Getting started: using Xara to explore the corpus

It is easy to explore the LCMC corpus using Xara. We have built two different servers for the character version and the Pinyin version of the corpus. The default server is set for the standard character version. To select this server, simply press the OK button after activating the Xara client by running Sara32.exe from the folder of Xara (Figure 1). To select the server for the Pinyin version, select Menu choose “LCMC_Pinyin” and confirm by pressing OK (Figure2):

Figure 1 Figure 2

All of the following operations are the same for the two versions except for one difference: type characters or Pinyin symbols as the search string depending upon the version of the LCMC you are using. In this section, we will use the default standard version for the purpose of demonstration. When a server is successfully selected, the client shows a list of corpus files available for that server (Figure 3).

Figure 3 Figure 4

There are several ways to explore the corpus with Xara. The simplest way is to type in a search word in the Quick query text box and press the Enter key. However, we can use Query builder to make very complex queries. Now suppose we want to extract all instances of the verbal-final了 -le (tagged as u) immediately followed (the link type defined as Next) by a noun (tagged as n) in sentence number 0010 in all of the 500 sample files in the 15 text categories. This complicated query can be made using Query builder of Xara. First, define the scope node (the left node in Query builder that indicates the context to search in) as “0010” using the s element (Figure 4). In the query node (the right node in Query builder), select AddKey (POS) to define the first part of the query as 了 and select the POS tag u, and the second part as Any and select the POS tag n. Then define the link type as Next (Figure 5). The search result is shown in Figure 6.

Figure 5 Figure 6

The upper part of the concordance window gives the query text (Select Query – Query text from the main menu to display the query text) while the lower window displays the concordances. The status bar of the concordance window shows the name of the corpus, the partition or subcorpus (in this case Null as we have not defined a partition), the current position of the pointer/mouse (i.e. concordance number 1), the total number of concordances (i.e., 25), the number of files in which the query is matched (10), the file name where the current concordance occurs (i.e. LCMC_A), and the file/sentence number for the current concordance (i.e. File A04 and sentence number sn0010). As we have searched in sentence number 0010 (in 500 sample files), this should be the sentence number for all of the concordances.
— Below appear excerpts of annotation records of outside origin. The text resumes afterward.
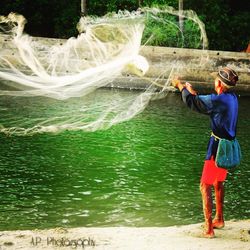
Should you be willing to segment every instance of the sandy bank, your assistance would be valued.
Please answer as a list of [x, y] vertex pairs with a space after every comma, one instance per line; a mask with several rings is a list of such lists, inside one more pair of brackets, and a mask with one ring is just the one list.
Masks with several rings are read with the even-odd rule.
[[176, 249], [250, 250], [250, 219], [227, 221], [216, 238], [201, 238], [202, 224], [174, 227], [55, 228], [0, 232], [0, 250], [7, 249]]

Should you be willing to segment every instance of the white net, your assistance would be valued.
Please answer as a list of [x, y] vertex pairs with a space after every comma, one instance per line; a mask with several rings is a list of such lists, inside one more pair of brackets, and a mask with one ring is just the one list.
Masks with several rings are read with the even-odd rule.
[[[173, 9], [144, 9], [81, 18], [78, 37], [54, 45], [24, 34], [23, 16], [0, 16], [1, 132], [31, 135], [107, 129], [143, 111], [152, 98], [166, 95], [168, 79], [160, 91], [157, 79], [143, 92], [100, 89], [125, 71], [139, 76], [147, 72], [150, 65], [139, 55], [145, 20], [148, 13], [157, 17], [160, 12], [178, 14]], [[201, 30], [204, 47], [207, 41]]]

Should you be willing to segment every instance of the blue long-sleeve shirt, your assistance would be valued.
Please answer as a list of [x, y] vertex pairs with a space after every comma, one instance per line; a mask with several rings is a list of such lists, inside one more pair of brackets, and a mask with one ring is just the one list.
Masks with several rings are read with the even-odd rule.
[[[238, 98], [235, 93], [192, 95], [184, 88], [182, 100], [190, 109], [210, 116], [210, 126], [214, 135], [228, 140], [236, 137]], [[214, 136], [210, 137], [206, 160], [211, 156], [216, 157], [218, 142]]]

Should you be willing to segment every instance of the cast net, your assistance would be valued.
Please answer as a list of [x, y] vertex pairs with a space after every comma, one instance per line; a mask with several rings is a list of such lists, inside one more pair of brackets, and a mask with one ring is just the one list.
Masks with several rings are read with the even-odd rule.
[[[166, 14], [174, 18], [167, 20]], [[78, 23], [77, 37], [49, 42], [25, 34], [22, 15], [0, 16], [0, 131], [17, 135], [95, 131], [131, 119], [150, 100], [167, 94], [169, 78], [178, 70], [172, 64], [157, 77], [144, 77], [150, 65], [140, 55], [141, 42], [154, 39], [145, 24], [176, 29], [174, 40], [184, 46], [178, 15], [165, 8], [85, 17]], [[195, 27], [195, 46], [206, 47], [202, 22], [193, 12], [182, 12], [182, 16]], [[144, 81], [143, 91], [110, 88], [124, 77], [127, 86], [119, 87], [132, 88], [132, 75]]]

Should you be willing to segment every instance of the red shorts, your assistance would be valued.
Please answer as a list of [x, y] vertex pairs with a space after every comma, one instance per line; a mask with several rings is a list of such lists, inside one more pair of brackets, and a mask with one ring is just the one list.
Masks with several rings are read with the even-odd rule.
[[204, 163], [201, 183], [213, 185], [216, 181], [225, 181], [227, 170], [217, 167], [214, 159], [206, 160]]

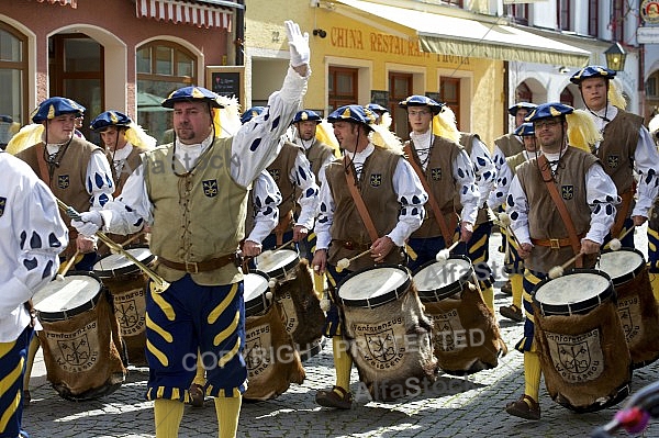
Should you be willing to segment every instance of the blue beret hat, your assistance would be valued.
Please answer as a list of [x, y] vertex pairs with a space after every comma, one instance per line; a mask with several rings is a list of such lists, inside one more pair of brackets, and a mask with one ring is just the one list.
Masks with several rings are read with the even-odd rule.
[[40, 103], [32, 114], [32, 122], [42, 123], [63, 114], [75, 114], [77, 117], [81, 117], [85, 114], [85, 106], [71, 99], [49, 98]]
[[245, 124], [249, 122], [264, 111], [266, 111], [266, 106], [252, 106], [249, 110], [245, 111], [243, 115], [241, 115], [241, 123]]
[[129, 126], [133, 121], [126, 114], [119, 111], [105, 111], [91, 121], [93, 131], [101, 131], [108, 126]]
[[376, 115], [370, 110], [360, 105], [345, 105], [336, 109], [327, 116], [327, 122], [330, 123], [340, 121], [361, 123], [369, 130], [372, 130], [370, 125], [376, 122]]
[[509, 114], [511, 114], [514, 117], [515, 115], [517, 115], [517, 110], [524, 109], [530, 112], [537, 105], [535, 103], [530, 102], [517, 102], [514, 105], [511, 105], [511, 108], [509, 108]]
[[302, 110], [302, 111], [298, 111], [298, 113], [293, 117], [293, 122], [292, 123], [298, 123], [298, 122], [320, 122], [321, 120], [322, 120], [321, 116], [315, 111]]
[[525, 122], [515, 128], [515, 135], [521, 137], [533, 137], [535, 135], [535, 127], [533, 123]]
[[217, 94], [203, 87], [193, 86], [179, 88], [178, 90], [172, 91], [169, 97], [163, 101], [161, 105], [164, 108], [174, 108], [176, 102], [190, 101], [209, 102], [213, 108], [224, 108], [224, 105], [220, 103]]
[[602, 66], [588, 66], [580, 70], [578, 70], [572, 77], [570, 81], [572, 83], [581, 83], [583, 79], [590, 78], [604, 78], [604, 79], [613, 79], [616, 75], [615, 70], [612, 70]]
[[429, 106], [433, 114], [438, 114], [444, 106], [444, 103], [437, 103], [426, 96], [410, 96], [407, 99], [399, 102], [399, 106], [406, 109], [407, 106]]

By comparison to many other corpus tools, one advantage of Xara is that it displays complete sentences while also centering the search query. Users are also given options to display concordances in the page (giving more context) or line mode (i.e. KWIC, as shown in Figure 6), in XML or plain text. Additionally, users can define their own style sheet to display selected XML elements. Xara can also compute significant collocates automatically using a statistic selected from those available by the user.

Note: To explore the corpus using WordSmith version 4, load the concodancer with corpus files in the folder \LCMC\character\texts or \LCMC\Pinyin\texts. Convert the encoding from UTF-8 to Unicode. However, make sure that you have made a copy of your data before you do so, as the original texts will be replaced!